The white suspects are being held in an isolation wing of the same jail: a four-storey fortified facility that sits next to a swampy river bend on the outskirts of Charleston, surrounded by razor wire and patrolled by police dogs.
The prisoner in cell 1140B at Charleston County detention center is Michael Slager, 33, the North Charleston police officer who was charged with murder 10 weeks ago, after video footage surfaced showing him shooting a black man, Walter Scott, in the back as he fled, unarmed.
On Thursday, Slager was joined in the Administrative Segregation Unit by Dylann Roof, less than 48 hours after the 21-year-old allegedly walked into a historically black church in the city, prayed with worshipers and then opened fire. He reloaded up to five times. By the end of his shooting spree nine congregants, all of them black, were dead. Their ages ranged from 26 to 87.
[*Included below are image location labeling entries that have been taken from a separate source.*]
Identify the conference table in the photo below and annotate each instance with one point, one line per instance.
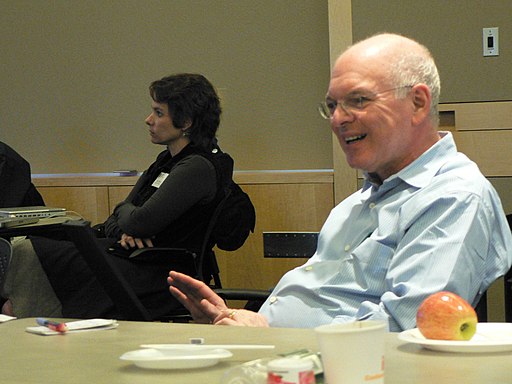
(94, 357)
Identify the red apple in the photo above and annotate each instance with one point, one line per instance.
(446, 316)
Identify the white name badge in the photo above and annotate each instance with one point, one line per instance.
(159, 180)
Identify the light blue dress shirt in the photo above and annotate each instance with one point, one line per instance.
(438, 224)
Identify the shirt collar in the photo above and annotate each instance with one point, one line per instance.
(421, 171)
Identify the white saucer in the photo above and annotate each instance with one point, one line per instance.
(179, 358)
(489, 337)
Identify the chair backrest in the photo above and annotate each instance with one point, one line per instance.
(507, 282)
(5, 257)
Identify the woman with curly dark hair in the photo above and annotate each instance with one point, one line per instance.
(170, 206)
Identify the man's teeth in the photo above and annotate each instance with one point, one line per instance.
(351, 139)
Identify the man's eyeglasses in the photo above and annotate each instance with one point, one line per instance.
(353, 102)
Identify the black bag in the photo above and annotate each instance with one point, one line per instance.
(235, 215)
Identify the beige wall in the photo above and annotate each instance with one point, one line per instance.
(75, 73)
(452, 30)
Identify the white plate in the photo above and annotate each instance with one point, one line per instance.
(193, 347)
(489, 337)
(179, 358)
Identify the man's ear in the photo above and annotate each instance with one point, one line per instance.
(187, 125)
(421, 99)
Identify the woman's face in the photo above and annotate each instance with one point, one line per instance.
(161, 128)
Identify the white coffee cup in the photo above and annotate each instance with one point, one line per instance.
(353, 353)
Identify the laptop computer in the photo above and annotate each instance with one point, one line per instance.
(33, 211)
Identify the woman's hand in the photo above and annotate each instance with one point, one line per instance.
(206, 306)
(128, 242)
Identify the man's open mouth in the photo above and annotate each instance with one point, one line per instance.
(352, 139)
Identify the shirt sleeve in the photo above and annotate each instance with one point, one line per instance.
(446, 247)
(190, 182)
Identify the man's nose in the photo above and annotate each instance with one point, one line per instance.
(341, 115)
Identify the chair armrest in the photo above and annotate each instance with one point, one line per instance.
(243, 294)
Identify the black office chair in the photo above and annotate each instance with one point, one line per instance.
(202, 266)
(507, 285)
(275, 245)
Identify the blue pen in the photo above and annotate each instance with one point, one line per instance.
(53, 325)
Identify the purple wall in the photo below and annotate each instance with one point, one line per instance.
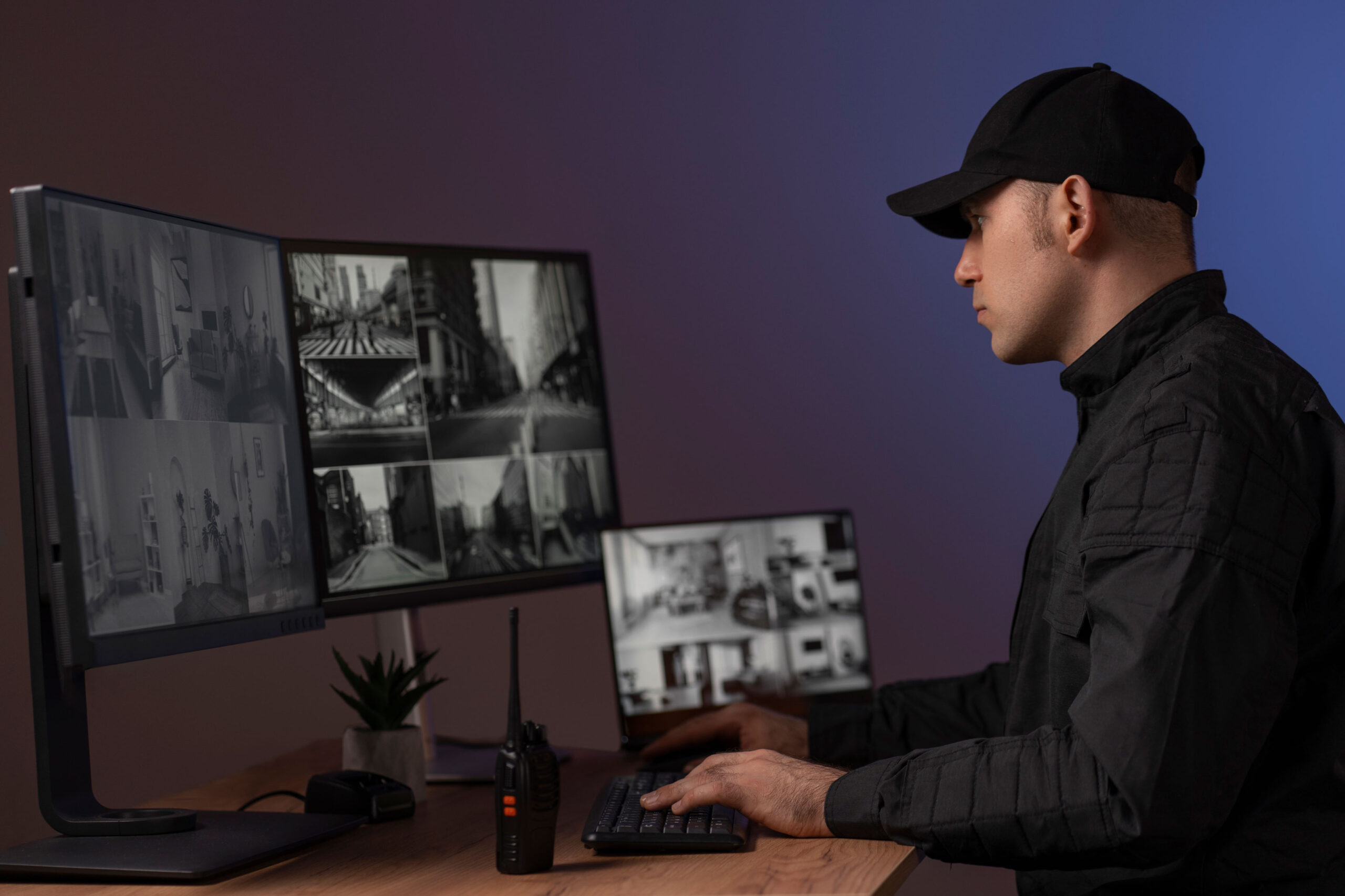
(775, 338)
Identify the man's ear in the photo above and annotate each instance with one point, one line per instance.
(1077, 213)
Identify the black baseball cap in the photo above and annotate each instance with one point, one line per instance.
(1117, 133)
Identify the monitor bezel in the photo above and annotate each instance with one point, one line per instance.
(441, 592)
(104, 650)
(791, 705)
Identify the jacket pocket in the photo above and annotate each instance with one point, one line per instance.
(1065, 609)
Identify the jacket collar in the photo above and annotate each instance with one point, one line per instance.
(1160, 319)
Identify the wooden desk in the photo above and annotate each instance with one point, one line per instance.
(450, 848)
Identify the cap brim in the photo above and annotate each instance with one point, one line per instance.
(935, 204)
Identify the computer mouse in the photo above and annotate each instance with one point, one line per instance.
(359, 793)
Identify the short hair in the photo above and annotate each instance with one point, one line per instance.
(1156, 225)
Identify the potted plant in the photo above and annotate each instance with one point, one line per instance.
(384, 697)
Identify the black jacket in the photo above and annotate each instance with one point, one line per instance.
(1172, 716)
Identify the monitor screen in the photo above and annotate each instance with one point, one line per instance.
(181, 416)
(457, 420)
(709, 614)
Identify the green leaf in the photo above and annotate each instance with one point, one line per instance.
(385, 695)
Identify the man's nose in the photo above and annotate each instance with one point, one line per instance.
(967, 272)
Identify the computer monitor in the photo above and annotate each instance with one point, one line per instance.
(708, 614)
(457, 420)
(162, 477)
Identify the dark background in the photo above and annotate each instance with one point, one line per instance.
(775, 339)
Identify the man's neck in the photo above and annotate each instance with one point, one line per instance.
(1111, 293)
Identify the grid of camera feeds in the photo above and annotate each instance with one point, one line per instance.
(455, 415)
(712, 614)
(182, 420)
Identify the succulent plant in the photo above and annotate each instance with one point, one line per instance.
(384, 697)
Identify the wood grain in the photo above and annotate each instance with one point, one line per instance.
(450, 848)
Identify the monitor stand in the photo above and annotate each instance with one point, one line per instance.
(447, 759)
(97, 841)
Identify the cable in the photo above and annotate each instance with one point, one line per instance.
(275, 793)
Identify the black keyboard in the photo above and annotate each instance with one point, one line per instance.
(618, 821)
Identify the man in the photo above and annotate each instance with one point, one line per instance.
(1172, 716)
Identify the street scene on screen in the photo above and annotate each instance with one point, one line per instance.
(455, 415)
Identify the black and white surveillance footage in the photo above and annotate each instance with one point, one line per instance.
(710, 614)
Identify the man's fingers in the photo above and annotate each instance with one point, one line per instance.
(712, 770)
(666, 796)
(698, 730)
(704, 794)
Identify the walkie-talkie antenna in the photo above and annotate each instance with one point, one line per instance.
(515, 722)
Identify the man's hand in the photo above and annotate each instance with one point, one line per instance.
(751, 727)
(786, 794)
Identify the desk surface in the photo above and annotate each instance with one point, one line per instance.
(450, 847)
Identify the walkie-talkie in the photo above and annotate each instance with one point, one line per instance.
(527, 786)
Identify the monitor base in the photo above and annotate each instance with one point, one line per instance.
(221, 842)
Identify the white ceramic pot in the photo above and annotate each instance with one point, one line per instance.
(396, 754)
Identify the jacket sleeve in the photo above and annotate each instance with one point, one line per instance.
(908, 716)
(1187, 575)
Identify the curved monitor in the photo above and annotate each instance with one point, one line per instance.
(162, 403)
(457, 420)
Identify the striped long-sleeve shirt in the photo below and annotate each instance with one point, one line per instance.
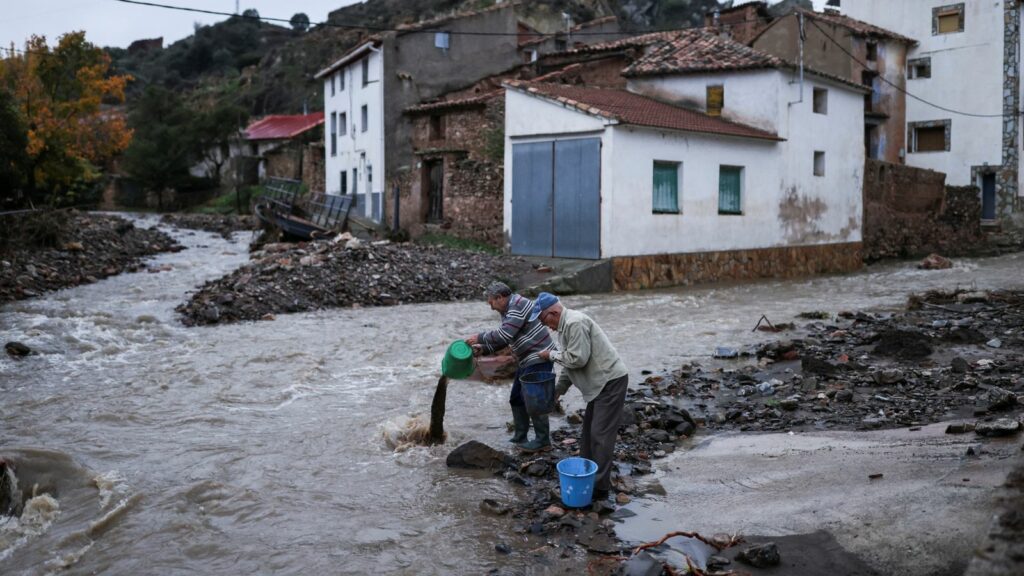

At the jail on Friday, after an emotionally charged bond hearing at which family victims stood up to express their grief but offer forgiveness, Mitch Lucas, the jail’s administrator, was frank in explaining why two of his newest and most notorious inmates were held in such close proximity.
“It’s so they don’t get killed before we get them to court,” he told reporters.
While Slager and Roof stand accused of very different crimes, both are charged with gunning down black victims in shootings that intensified a national debate about race in America.
The geographical proximity of the two tragedies, if nothing else, invites comparisons. The Emanuel African Methodist Episcopal church, where Roof killed his victims after reportedly telling friends he wanted to spark “a race war”, is less than 12 miles from the unremarkable grassy knoll where Slager was filmed shooting Scott five times in the back.
Technically, they were in separate cities – North Charleston, where Scott was killed, is its own jurisdiction. But it was the same, sprawling conurbation.
“The community has still not healed from what happened to Walter Scott,” said Tamika Myers, who works for a group that comforts victims of gun violence. “This is devastating.”
But Myers said she was uncomfortable about linking the two tragedies.
“There is a big racial issue here, and people need to open their eyes to that,” she said. “But these were two different deaths.”